Local volunteers have joined the statewide effort to repeal House Bill 194, a would-be law that opponents say smacks of voter suppression. Volunteers across Ohio hope to collect more than 231,000 signatures and file them with the Ohio Secretary of State by Sept. 29 — one day before the bill is supposed to go into effect.
An upstart citizens group, Stand Up For Ohio — Ross County Movement Builders, has amassed nearly two-thirds of its goal of 1,122 signatures in Ross County, coordinator Portia Boulger said.
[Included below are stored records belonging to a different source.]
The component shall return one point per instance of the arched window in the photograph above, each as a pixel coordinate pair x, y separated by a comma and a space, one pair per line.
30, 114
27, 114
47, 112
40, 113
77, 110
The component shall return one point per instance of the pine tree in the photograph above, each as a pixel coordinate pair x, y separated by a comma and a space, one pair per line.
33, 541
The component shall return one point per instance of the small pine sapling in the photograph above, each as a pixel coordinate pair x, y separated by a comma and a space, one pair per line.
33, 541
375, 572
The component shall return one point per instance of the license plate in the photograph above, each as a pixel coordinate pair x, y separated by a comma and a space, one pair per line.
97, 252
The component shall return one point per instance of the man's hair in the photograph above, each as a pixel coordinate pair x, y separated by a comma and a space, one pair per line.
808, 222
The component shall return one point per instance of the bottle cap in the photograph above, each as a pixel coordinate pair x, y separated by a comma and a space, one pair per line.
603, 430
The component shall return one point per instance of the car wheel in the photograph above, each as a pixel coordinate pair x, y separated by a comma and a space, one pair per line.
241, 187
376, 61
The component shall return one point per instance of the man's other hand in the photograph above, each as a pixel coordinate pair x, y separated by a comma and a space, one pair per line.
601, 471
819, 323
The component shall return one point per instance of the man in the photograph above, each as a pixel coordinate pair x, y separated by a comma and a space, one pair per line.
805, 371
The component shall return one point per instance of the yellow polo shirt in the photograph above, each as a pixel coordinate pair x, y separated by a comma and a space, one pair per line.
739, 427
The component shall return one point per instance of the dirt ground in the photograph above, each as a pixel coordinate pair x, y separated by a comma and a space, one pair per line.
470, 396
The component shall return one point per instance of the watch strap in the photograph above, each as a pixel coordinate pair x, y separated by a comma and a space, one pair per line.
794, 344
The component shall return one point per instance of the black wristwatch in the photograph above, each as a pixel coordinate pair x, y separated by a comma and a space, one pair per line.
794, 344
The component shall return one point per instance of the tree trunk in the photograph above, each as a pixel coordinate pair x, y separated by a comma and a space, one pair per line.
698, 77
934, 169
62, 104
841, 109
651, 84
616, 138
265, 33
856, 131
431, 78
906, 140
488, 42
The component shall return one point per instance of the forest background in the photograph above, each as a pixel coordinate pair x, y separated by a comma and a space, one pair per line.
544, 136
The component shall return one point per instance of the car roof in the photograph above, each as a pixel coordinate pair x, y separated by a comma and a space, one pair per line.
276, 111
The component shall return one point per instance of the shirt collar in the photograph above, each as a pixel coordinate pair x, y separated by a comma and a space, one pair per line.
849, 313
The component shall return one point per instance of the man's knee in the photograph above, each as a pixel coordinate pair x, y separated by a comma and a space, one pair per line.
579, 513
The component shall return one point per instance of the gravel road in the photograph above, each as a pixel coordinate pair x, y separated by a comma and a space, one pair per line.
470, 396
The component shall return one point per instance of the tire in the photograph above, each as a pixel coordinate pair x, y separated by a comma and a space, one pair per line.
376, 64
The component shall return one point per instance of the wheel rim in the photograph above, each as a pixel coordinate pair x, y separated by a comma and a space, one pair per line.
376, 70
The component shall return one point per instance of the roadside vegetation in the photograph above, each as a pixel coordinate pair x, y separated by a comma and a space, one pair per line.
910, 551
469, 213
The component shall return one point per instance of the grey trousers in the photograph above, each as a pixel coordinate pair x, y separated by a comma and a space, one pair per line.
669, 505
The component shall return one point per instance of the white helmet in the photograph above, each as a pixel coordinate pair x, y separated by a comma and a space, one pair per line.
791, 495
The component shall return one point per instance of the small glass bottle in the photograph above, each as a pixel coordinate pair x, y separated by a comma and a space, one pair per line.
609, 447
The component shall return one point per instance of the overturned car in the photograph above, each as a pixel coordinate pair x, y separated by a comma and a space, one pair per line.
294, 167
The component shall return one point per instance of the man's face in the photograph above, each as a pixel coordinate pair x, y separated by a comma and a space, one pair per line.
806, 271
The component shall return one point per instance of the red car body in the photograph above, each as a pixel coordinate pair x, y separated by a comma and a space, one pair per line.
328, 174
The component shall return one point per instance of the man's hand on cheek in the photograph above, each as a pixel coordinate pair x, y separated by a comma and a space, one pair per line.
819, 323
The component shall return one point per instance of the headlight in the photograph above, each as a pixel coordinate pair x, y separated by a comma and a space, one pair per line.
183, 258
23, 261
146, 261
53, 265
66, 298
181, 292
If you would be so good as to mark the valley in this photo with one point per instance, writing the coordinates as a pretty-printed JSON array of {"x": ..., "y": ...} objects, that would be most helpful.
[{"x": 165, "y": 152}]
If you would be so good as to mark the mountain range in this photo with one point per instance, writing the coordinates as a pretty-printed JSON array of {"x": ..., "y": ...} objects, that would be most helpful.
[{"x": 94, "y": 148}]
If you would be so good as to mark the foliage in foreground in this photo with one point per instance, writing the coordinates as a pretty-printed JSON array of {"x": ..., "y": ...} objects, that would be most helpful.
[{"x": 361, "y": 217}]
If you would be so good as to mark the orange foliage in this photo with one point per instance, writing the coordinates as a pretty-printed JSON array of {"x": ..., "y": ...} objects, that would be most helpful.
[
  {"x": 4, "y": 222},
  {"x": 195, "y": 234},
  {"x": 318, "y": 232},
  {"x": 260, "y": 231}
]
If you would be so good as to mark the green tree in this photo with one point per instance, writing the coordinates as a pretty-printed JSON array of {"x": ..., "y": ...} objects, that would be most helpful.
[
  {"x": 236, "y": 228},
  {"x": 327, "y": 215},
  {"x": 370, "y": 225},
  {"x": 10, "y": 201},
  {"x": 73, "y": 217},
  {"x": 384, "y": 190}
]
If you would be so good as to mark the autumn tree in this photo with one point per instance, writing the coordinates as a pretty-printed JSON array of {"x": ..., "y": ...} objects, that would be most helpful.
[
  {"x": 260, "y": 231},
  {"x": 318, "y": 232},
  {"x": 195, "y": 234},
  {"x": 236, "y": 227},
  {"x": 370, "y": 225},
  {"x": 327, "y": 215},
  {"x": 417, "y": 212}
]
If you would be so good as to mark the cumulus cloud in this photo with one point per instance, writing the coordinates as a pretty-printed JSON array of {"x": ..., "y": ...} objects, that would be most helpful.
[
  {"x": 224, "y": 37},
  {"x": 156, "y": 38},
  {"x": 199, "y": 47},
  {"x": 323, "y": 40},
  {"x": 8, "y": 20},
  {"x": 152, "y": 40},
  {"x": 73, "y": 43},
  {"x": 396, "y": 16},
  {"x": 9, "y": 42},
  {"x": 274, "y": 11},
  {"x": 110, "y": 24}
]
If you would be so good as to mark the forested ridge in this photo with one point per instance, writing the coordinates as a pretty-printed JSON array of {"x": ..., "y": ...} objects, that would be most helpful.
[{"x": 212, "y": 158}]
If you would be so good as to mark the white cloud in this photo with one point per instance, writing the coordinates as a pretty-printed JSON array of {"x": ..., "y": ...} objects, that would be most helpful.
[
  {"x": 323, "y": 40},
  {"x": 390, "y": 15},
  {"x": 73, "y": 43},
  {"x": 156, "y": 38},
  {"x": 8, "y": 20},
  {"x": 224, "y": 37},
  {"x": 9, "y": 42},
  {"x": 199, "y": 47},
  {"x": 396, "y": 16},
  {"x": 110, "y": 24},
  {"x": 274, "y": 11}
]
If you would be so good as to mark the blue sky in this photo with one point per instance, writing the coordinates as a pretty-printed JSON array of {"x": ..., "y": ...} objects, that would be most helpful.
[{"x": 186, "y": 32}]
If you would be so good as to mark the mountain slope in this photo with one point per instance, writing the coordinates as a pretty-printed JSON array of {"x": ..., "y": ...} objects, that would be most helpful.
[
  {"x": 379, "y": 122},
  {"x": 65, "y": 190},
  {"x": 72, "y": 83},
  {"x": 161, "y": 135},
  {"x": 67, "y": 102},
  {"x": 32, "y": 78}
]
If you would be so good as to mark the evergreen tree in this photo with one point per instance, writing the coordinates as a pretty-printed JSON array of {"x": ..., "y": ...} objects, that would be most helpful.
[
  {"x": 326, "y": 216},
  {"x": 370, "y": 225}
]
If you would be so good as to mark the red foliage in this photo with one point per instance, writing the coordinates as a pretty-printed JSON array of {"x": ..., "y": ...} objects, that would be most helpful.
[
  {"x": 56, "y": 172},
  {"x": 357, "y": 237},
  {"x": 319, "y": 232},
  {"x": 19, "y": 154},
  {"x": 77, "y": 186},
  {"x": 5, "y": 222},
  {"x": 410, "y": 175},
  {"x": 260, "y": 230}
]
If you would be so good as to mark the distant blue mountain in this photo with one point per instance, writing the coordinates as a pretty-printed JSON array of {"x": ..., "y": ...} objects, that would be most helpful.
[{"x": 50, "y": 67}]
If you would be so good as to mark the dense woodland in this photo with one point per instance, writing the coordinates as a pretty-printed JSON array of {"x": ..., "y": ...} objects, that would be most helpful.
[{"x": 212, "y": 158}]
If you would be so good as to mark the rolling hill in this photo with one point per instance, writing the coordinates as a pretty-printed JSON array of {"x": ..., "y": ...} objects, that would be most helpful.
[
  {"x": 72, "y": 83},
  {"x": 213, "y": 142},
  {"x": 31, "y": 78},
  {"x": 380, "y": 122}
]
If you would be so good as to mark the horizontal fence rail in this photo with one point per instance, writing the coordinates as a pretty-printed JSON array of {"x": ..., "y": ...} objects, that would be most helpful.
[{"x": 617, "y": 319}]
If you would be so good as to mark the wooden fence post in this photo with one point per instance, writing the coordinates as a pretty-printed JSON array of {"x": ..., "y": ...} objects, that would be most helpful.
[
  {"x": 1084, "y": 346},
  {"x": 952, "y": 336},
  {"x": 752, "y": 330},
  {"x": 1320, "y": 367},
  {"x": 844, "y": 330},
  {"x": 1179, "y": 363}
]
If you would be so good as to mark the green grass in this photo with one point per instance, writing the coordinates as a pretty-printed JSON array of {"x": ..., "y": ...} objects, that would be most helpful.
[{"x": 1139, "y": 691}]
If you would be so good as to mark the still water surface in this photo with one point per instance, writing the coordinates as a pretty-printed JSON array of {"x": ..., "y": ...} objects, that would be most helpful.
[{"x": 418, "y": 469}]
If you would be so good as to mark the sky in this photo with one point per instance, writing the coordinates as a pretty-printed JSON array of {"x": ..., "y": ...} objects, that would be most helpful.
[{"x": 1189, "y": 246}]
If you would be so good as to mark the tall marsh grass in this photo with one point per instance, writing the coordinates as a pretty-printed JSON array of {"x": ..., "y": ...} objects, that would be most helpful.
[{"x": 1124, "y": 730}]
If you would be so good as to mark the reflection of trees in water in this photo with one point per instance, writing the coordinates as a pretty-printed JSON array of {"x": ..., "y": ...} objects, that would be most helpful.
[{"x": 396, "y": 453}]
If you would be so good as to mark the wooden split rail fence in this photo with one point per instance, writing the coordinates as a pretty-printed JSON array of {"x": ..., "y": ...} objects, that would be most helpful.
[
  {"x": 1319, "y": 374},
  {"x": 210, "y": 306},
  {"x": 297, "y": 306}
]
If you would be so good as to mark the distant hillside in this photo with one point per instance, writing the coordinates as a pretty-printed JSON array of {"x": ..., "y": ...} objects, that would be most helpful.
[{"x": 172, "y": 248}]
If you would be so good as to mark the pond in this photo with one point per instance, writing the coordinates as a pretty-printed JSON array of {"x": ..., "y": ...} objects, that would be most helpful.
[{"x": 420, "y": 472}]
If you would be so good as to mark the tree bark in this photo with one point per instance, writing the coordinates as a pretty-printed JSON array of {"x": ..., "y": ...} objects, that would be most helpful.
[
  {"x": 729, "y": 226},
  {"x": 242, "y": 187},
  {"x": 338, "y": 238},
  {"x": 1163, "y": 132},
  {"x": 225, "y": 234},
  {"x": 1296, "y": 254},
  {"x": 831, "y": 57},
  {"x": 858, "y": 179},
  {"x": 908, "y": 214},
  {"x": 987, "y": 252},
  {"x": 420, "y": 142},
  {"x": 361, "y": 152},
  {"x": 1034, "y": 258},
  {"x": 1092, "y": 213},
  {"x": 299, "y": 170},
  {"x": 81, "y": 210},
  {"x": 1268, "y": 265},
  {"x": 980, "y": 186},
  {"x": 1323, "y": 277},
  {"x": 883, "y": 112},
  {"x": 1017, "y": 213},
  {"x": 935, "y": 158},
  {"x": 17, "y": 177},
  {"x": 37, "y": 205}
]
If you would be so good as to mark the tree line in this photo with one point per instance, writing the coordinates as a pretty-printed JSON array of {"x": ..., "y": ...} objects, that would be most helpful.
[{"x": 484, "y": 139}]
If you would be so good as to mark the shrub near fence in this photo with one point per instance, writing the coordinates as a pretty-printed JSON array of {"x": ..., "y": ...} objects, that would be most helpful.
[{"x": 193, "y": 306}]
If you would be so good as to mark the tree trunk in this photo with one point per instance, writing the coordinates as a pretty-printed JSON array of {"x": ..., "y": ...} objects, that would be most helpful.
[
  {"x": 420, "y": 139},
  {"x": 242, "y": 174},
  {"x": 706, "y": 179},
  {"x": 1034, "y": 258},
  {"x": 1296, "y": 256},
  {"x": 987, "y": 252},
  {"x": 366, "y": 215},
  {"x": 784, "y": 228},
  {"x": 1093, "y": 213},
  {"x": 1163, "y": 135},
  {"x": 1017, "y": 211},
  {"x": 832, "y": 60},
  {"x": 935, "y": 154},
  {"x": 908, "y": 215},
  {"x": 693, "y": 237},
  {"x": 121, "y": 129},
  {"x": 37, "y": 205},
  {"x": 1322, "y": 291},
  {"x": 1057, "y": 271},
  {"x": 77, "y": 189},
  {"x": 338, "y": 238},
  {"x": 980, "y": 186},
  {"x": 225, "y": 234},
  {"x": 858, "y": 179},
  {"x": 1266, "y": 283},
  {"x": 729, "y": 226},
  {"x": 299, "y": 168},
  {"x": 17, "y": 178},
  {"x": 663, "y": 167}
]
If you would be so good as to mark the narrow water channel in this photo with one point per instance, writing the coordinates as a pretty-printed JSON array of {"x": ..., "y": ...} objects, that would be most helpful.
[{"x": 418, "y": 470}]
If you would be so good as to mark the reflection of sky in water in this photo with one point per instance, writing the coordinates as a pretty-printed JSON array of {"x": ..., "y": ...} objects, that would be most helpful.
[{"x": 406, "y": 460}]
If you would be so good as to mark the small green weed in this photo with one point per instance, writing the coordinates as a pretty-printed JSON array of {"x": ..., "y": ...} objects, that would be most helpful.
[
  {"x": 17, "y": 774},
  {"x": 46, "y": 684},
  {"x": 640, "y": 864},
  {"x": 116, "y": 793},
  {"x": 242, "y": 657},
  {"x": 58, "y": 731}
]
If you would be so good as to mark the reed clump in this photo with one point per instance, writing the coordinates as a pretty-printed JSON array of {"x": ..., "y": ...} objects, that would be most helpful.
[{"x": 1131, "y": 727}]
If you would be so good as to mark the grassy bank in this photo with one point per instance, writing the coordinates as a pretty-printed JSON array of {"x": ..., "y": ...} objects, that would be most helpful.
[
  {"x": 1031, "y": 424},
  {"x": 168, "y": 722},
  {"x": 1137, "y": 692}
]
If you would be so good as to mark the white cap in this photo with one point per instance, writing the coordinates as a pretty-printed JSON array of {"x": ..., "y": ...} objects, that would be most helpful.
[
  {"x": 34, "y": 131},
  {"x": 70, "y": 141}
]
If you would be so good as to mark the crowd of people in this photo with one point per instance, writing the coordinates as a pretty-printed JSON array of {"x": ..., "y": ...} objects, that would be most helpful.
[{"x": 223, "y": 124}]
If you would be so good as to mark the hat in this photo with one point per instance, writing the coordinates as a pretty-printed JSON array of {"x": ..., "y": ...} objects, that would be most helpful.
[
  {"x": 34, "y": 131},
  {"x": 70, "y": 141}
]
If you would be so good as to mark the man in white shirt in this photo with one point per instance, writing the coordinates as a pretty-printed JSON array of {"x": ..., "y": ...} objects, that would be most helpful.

The larger goal, Boulger said, is to put HB 194 on hold and place it on the ballot in November 2012 as a statewide referendum.
House Bill 194, passed in June by the Republican-controlled Ohio General Assembly, is, according to Republicans, a package of election law reforms that will ensure consistency in voting practices across the state. Democrats, however, have portrayed the bill as a partisan package designed to suppress the early absentee and in-person voting that gave Democrats an edge in 2008.
Among the most controversial parts of the bill:
» A shorter period of time for mail-in absentee voting. The window would shrink from 35 days to 21.
» A limit on the number of days people can vote early at their boards of elections, down to 14 days from 35.
» Voting on three of the busiest days for in-person voting from 2008 — Saturday, Sunday and Monday before the election — would be eliminated.
» Poll workers at polling places with multiple precincts may direct people who show up to the wrong table to the right one but would not be required to do so.
» Absentee ballots would be mailed only upon request from voters, not as a general practice, as is the case in some larger counties.
Opponents of HB 194 fear the legislation will hurt voter turnout, bring back long lines on Election Day and disenfranchise elderly, minority, working-class and student voters.
Boulger and two other local volunteers visited Hopeton Terrace on Thursday and spoke to a group of senior citizens about what changes HB 194 would bring. The retirement community off Western Avenue is home to limited-income residents 65 and older.